As explained above, according to the present invention, it is possible to eliminate the start time delay in quick evacuation using the summer content of the ash extractor, so that It has the effect of making the response more consistent.

[Brief explanation of the drawing]

FIG. 1 shows a digital ridge-building machine 11il that is applicable to the present invention.
Block fermentation of J l1fiLl m rat, Fig. 2 is a time chart of speed control of conventional microcomputer processing, Fig. 3 is a flow chart, Fig. 4 is an explanatory diagram of the speed configuration method, Fig. 5 is the method of the present invention. Speed control cape 1
70-f-Yard, Figures 6 and 7 are operational explanatory diagrams showing an embodiment of the pond according to the present invention. 1...Microcomputer, 6...Incrementer-39゛

Claims (1)

[Scope of Claims] An electric motor 4 equipped with a position detector that detects x, tt electric motor rotation angles, and a speed production circuit that obtains a speed of mm at regular time intervals based on the change in output time of the position detector.

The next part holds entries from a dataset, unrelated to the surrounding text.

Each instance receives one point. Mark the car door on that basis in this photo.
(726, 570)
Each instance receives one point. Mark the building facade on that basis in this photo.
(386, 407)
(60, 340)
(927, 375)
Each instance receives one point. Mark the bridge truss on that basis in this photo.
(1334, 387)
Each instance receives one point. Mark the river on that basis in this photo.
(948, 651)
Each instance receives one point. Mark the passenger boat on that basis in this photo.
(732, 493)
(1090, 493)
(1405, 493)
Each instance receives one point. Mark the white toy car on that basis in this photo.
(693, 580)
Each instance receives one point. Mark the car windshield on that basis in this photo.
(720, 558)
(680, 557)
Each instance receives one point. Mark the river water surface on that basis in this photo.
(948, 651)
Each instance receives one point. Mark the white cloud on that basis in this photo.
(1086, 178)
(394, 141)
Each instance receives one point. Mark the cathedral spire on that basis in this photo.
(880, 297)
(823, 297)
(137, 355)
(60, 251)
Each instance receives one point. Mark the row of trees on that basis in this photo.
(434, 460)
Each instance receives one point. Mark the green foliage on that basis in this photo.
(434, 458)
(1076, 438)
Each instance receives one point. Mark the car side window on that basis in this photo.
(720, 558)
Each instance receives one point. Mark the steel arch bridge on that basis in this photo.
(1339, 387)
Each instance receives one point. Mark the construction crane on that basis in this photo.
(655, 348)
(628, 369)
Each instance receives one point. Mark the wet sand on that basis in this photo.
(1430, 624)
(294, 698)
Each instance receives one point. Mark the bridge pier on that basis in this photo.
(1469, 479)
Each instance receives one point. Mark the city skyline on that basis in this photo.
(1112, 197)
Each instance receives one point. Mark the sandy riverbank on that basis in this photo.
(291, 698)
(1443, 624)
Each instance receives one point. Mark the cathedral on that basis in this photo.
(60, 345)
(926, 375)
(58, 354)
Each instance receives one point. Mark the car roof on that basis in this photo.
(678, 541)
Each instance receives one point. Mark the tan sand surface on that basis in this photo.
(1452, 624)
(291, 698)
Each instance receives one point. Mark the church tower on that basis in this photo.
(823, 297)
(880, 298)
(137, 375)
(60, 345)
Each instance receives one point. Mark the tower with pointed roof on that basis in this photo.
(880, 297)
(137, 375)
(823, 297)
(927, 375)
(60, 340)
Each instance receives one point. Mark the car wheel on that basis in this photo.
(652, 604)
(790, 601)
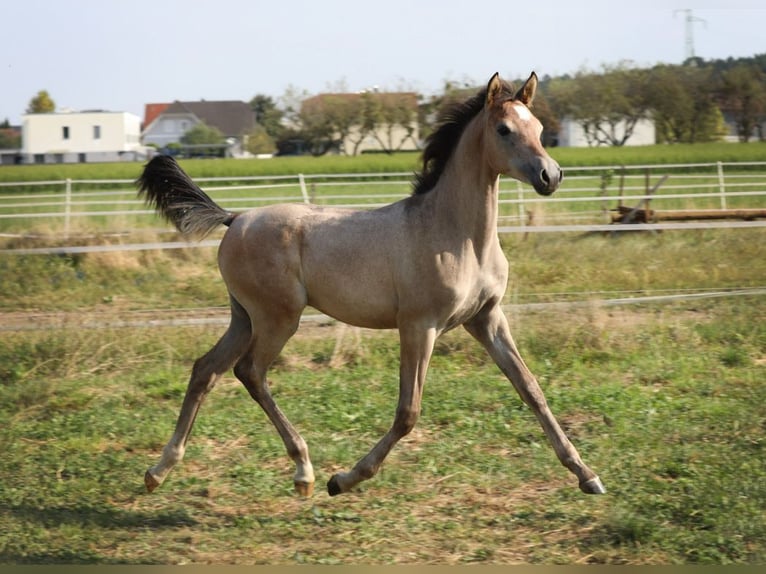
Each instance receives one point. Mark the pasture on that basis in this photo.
(663, 398)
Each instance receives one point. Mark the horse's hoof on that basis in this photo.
(593, 486)
(304, 489)
(150, 482)
(333, 487)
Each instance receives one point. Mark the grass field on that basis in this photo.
(666, 401)
(400, 162)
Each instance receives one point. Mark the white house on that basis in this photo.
(79, 137)
(166, 124)
(572, 134)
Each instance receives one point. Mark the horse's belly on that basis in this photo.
(356, 310)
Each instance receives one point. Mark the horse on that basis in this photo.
(423, 265)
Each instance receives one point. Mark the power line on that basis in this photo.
(691, 20)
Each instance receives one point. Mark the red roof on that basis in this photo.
(151, 111)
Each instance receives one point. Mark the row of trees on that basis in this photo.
(688, 103)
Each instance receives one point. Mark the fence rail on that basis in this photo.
(585, 200)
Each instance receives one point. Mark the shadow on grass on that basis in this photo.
(85, 517)
(99, 517)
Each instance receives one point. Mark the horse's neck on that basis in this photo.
(466, 197)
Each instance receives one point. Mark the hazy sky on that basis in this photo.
(120, 55)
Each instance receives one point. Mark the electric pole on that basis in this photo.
(691, 20)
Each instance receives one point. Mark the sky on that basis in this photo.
(119, 55)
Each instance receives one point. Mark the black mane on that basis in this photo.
(441, 143)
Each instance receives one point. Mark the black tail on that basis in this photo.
(166, 187)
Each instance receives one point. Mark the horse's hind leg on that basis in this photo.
(206, 372)
(268, 341)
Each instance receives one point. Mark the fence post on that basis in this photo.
(721, 185)
(67, 205)
(304, 191)
(522, 214)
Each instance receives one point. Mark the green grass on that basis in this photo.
(665, 401)
(400, 162)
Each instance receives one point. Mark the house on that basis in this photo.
(10, 142)
(79, 137)
(166, 124)
(572, 134)
(391, 119)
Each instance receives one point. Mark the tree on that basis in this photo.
(607, 105)
(682, 100)
(394, 111)
(202, 134)
(743, 94)
(268, 115)
(41, 104)
(260, 142)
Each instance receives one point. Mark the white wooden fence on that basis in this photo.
(583, 202)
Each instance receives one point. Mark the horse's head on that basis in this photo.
(513, 138)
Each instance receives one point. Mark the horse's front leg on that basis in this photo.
(416, 348)
(491, 329)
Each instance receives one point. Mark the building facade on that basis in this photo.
(81, 137)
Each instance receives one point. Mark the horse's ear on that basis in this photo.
(527, 92)
(494, 90)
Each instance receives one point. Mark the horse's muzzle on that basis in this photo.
(547, 180)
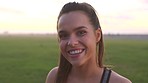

In the control device, the latest performance information N t is output from the speed detection circuit.
(n) is obtained, at least one of the output values Nr (mu) (t = i t... n-1) obtained before this point and N t (n ), a calculation circuit is provided to predict the instantaneous speed at that point, and the output NR(n) of the +tt calculation circuit is used as the speed feedback 16.
This is a speed control device that is characterized by controlling the coupling of a tortoise motion as a number. 2. The calculation circuit uses the latest 1ifL1(n) and the previous value Ne(nl), and calculates N 1(n)=(3Nt (
The speed control device for an electric motor according to the preceding item, characterized in that it is configured to perform the calculation of n)-Nt (n 1))/2. 3. As the calculation circuit, the latest 1IIINt(n),
Previous 1st shift Nt (nt), 1st shift Nf from the time before last (
n2), N R(n) = 2 N g(n)
-3/ 2N* (n-2)+'Nt (n 2)
2. The speed control device for an electric motor according to claim 1, the performance of which is configured to perform the calculation. 4. Provide a calculation circuit that predicts the speed at the time when the latest output 1 straight N*(i) is obtained by adding the time ΔT required for the speed control device, and calculate the output Na(n) of the calculation circuit. 2. The speed control device for a tpL motor according to claim 1, wherein the speed of the electric motor is controlled by using a coupled feedback signal.